Wednesday, 29 December 2010

Kisah Kalayakkhini (Dhammapada 1 : 5)

I. Yamaka Vagga - Syair Berpasangan

(5) Kebencian tak akan pernah berakhir, apabila dibalas dengan kebencian.
Tetapi, kebencian akan berakhir bila dibalas dengan tidak membenci,
inilah satu hukum abadi.
---------------------------------------------------------------------------------------------------------

Ada seorang laki-laki perumah tangga mempunyai istri yang mandul. Karena merasa mandul dan takut diceraikan oleh suaminya, ia menganjurkan suaminya untuk menikah lagi dengan wanita lain yang dipilih olehnya sendiri. Suaminya menyetujui dan tak berapa lama kemudian isteri muda itu mengandung.

Ketika isteri mandul itu mengetahui bahwa madunya hamil, ia menjadi tidak senang. Dikirimkannya makanan yang telah diberi racun, sehingga isteri muda itu keguguran. Demikian pula pada kehamilan yang kedua. Pada kehamilannya yang ketiga, isteri muda itu tidak memberi tahu kepada isteri tua. Karena kondisi fisiknya kehamilan itu diketahui juga oleh isteri tua. Berbagai cara dicoba oleh isteri tua itu agar kandungan madunya itu gugur lagi, yang akhirnya menyebabkan isteri muda itu meninggal pada saat persalinan. Sebelum meninggal, wanita malang itu dengan hati yang dipenuhi kebencian bersumpah untuk membalas dendam kepada isteri tua.

Maka permusuhan itu pun dimulai.

Pada kelahiran berikutnya, isteri tua dan isteri muda tersebut terlahir sebagai seekor ayam betina dan seekor kucing. Kemudian terlahir kembali sebagai seekor macan tutul dan seekor rusa betina, dan akhirnya terlahir sebagai seorang wanita perumah tangga di kota Savatthi dan seorang yakkhini (yakkha perempuan) yang bernama Kali.

Suatu hari Kalayakkhini sedang mengejar wanita tersebut dengan bayinya. Ketika wanita itu mendengar bahwa Sang Buddha sedang membabarkan Dhamma di Vihara Jetavana, ia berlari ke sana dan meletakkan bayinya di kaki Sang Buddha sambil memohon perlindungan.

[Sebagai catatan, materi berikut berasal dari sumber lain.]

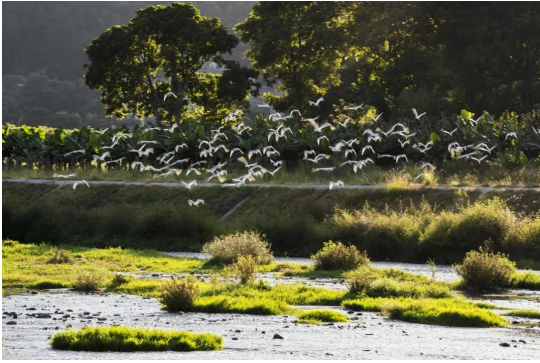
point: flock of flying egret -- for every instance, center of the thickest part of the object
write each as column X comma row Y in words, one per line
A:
column 357, row 152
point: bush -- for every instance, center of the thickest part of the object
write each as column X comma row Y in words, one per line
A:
column 484, row 270
column 180, row 295
column 246, row 268
column 89, row 281
column 119, row 279
column 59, row 256
column 337, row 256
column 360, row 280
column 316, row 316
column 124, row 339
column 226, row 249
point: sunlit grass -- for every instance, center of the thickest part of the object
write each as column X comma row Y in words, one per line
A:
column 125, row 339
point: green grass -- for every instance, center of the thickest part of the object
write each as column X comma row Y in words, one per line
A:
column 318, row 316
column 125, row 339
column 524, row 313
column 527, row 280
column 447, row 312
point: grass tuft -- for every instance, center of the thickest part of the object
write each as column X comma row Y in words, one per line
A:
column 124, row 339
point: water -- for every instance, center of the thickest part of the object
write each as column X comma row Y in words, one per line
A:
column 370, row 336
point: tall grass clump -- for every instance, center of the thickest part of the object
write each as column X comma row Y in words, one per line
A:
column 89, row 281
column 337, row 256
column 386, row 234
column 360, row 279
column 59, row 256
column 246, row 268
column 484, row 270
column 452, row 234
column 179, row 295
column 318, row 316
column 125, row 339
column 226, row 249
column 447, row 312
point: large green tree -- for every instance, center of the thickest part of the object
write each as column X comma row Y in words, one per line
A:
column 162, row 50
column 297, row 45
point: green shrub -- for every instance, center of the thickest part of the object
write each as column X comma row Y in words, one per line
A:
column 484, row 270
column 337, row 256
column 59, row 256
column 120, row 279
column 179, row 295
column 360, row 279
column 246, row 268
column 312, row 316
column 452, row 234
column 124, row 339
column 226, row 249
column 447, row 312
column 524, row 313
column 89, row 281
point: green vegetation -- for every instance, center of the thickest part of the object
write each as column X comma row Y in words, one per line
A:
column 89, row 281
column 245, row 268
column 317, row 316
column 448, row 312
column 524, row 313
column 337, row 256
column 125, row 339
column 227, row 249
column 179, row 295
column 484, row 270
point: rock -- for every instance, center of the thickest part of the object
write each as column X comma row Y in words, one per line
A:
column 42, row 315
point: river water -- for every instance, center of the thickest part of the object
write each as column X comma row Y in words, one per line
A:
column 369, row 336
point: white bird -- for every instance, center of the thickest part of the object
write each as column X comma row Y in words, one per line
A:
column 235, row 150
column 375, row 119
column 115, row 161
column 450, row 133
column 428, row 166
column 191, row 184
column 510, row 134
column 355, row 108
column 102, row 157
column 416, row 115
column 318, row 158
column 167, row 95
column 316, row 103
column 181, row 146
column 253, row 152
column 479, row 159
column 314, row 170
column 80, row 182
column 64, row 176
column 321, row 138
column 82, row 151
column 339, row 183
column 367, row 148
column 274, row 172
column 196, row 203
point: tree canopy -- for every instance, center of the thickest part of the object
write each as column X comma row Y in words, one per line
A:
column 150, row 66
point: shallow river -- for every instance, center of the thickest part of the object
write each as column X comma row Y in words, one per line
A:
column 369, row 336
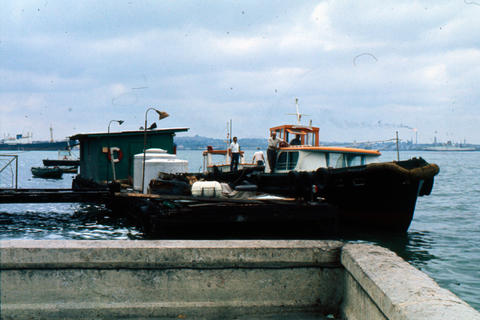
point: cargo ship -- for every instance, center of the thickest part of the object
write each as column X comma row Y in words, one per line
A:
column 24, row 142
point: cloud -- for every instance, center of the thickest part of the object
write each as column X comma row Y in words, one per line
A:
column 352, row 64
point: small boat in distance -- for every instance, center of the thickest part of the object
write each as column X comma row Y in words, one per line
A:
column 65, row 158
column 449, row 146
column 47, row 173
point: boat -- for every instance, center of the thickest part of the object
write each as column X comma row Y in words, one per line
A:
column 47, row 173
column 65, row 158
column 367, row 192
column 25, row 142
column 449, row 146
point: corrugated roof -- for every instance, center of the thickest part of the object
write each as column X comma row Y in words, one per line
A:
column 126, row 133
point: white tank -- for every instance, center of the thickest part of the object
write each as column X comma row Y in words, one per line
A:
column 207, row 189
column 156, row 165
column 153, row 153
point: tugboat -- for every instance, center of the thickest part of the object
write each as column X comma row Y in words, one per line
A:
column 368, row 193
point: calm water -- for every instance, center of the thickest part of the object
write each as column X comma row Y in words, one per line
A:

Sedangkan yakkhini itu tertahan di gerbang vihara oleh dewa penjaga vihara, tetapi kemudian dipanggil masuk. Kemudian wanita itu dan yakkhini tersebut diberi nasehat oleh Sang Buddha.

Sang Buddha menceritakan asal mula permusuhan mereka pada kehidupan lampau, yaitu sebagai seorang isteri tua dan isteri muda dari seorang suami, sebagai seekor ayam betina dan seekor kucing, sebagai seekor macan tutul dan seekor rusa betina. Mereka dibuat menyadari bahwa kebencian hanya dapat menyebabkan kebencian yang makin berlarut-larut, tetapi kebencian akan berakhir melalui persahabatan, kasih sayang, saling pengertian, dan niat baik.

Kemudian Sang Buddha membabarkan syair ke berikut ini:

"Na hi verena verāni sammant’ idha kudācana
averena ca sammanti, esa dhammo sanantano."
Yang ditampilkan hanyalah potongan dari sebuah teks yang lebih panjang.